Requests sent with CL.ONE to Astra DB databases always fail.
ZDM Proxy doesn’t mute these failures because you need to be aware of them.
You must adapt your client application to use a consistency level that is supported by both clusters to ensure that the migration is seamless and error-free.
Timeouts and connection failures
When requests are routed through ZDM Proxy, there is a proxy-side timeout and application-side timeout.
If a response isn’t received within the timeout period (zdm_proxy_request_timeout_ms), nothing is returned to the request handling thread, and, by extension, no response is sent to the client.
This inevitably results in a client-side timeout, which is an accurate representation of the fact that at least one cluster failed to respond to the request.
The clusters that are required to respond depend on the type of request and whether asynchronous dual reads are enabled.
High availability and multiple ZDM Proxy instances
ZDM Proxy is designed to be highly available and run a clustered fashion to avoid a single point of failure.
With the exception of local test environments, DataStax recommends that all ZDM Proxy deployments have multiple ZDM Proxy instances. Deployments typically consist of three or more instances.
|
Throughout the ZDM documentation, the term ZDM Proxy deployment refers to the entire deployment, and ZDM Proxy instance refers to an individual proxy process in the deployment. |
You can scale ZDM Proxy instances horizontally and vertically. To avoid downtime when applying configuration changes, you can perform a rolling restart of your ZDM Proxy instances.
For simplicity, you can use ZDM Utility and ZDM Proxy Automation to set up and run Ansible playbooks that deploy and manage ZDM Proxy and its monitoring stack.
ZDM Utility and ZDM Proxy Automation
You can use ZDM Utility and ZDM Proxy Automation to set up and run Ansible playbooks that deploy and manage multiple ZDM Proxy instances and the associated monitoring stack (Prometheus metrics and Grafana visualizations):
- Ansible
-
Ansible is a suite of software tools that enable infrastructure as code. It is open source, and its capabilities include software provisioning, configuration management, and application deployment.
- Playbooks
-
Ansible playbooks streamline and automate the deployment and management of ZDM Proxy instances and their monitoring components. Playbooks are YAML files that define a series of tasks to be executed on one or more remote machines, including installing software, configuring settings, and managing services. They are repeatable and reusable, and they simplify deployment and configuration management because each playbook focuses on a specific operation, such as rolling restarts.
- Control host
-
You run playbooks from a centralized machine known as the Ansible Control Host. ZDM Utility, which is included with ZDM Proxy Automation, creates the Docker container that acts as the Ansible Control Host.
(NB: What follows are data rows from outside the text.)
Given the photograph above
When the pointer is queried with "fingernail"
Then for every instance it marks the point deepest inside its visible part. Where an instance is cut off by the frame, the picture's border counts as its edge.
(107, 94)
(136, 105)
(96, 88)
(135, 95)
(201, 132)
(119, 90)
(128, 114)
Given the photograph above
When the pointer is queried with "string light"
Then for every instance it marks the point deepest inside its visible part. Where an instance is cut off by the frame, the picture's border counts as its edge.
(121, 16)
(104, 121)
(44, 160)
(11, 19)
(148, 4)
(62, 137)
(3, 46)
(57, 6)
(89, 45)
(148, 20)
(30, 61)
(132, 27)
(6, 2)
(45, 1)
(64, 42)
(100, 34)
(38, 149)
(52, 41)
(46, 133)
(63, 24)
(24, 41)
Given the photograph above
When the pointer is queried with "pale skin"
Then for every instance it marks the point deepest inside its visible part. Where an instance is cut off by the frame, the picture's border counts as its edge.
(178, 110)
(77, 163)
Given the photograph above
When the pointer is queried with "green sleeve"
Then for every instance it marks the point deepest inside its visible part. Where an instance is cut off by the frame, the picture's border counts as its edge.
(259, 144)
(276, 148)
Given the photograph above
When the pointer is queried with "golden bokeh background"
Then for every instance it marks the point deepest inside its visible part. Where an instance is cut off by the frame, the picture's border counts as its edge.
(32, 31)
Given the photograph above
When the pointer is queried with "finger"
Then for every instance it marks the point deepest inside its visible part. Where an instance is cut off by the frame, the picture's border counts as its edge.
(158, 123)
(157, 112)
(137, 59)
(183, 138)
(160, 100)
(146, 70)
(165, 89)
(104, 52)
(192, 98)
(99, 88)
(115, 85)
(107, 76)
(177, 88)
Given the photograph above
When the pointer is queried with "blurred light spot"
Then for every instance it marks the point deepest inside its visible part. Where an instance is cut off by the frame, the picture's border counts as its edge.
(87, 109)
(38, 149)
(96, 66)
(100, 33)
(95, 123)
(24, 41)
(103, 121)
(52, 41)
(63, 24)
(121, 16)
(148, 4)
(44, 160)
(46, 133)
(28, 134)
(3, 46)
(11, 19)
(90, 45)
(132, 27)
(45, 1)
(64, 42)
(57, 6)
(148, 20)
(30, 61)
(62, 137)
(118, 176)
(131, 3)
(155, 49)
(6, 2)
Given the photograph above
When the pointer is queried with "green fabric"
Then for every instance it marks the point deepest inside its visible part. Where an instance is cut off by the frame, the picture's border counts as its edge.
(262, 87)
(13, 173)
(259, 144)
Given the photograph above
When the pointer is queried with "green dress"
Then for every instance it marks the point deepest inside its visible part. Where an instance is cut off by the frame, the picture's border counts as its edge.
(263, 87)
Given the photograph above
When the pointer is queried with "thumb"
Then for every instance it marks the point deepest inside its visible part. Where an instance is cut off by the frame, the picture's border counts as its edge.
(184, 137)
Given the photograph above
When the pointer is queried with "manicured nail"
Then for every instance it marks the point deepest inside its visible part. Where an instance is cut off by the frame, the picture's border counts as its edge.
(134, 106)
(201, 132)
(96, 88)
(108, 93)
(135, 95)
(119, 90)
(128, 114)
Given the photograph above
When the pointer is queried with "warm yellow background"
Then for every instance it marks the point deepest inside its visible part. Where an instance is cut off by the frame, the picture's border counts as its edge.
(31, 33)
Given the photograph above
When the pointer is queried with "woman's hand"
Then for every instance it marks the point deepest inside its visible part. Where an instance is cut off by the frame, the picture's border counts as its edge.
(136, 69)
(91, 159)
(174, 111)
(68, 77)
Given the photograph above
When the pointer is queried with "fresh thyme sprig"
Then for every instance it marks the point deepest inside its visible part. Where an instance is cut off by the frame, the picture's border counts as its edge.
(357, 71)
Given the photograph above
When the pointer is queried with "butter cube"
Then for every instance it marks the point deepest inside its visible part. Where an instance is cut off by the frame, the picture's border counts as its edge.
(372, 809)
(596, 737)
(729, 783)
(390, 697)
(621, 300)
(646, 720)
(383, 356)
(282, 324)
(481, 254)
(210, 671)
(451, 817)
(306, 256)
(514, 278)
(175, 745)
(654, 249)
To use ZDM Utility and ZDM Proxy Automation, you must prepare the recommended infrastructure. For more information about the role of Ansible and Ansible playbooks in the ZDM process, see Set up ZDM Proxy Automation with ZDM Utility and Deploy ZDM Proxy.
DataStax strongly recommends using ZDM Utility and ZDM Proxy Automation, but these components aren’t required to use ZDM Proxy. In general, this documentation assumes you are using ZDM Proxy with ZDM Utility and ZDM Proxy Automation. Although some sections refer to non-automated ZDM Proxy deployments, complete instructions for non-automated deployments aren’t provided.
These tools are free, open-source software.
Data migration tools
You use data migration tools to perform bulk writes, copy data from one cluster to another, and validate migrated data.
You can use data migration tools alone or with ZDM Proxy. For example, if you want to bulk load data from an existing, inactive cluster that is not receiving live application traffic, you don’t need ZDM Proxy.
The appropriate data migration tool depends on your use case, including the schema, format, and data validation requirements. For recommended and alternative tools, see Phase 2: Migrate and validate data.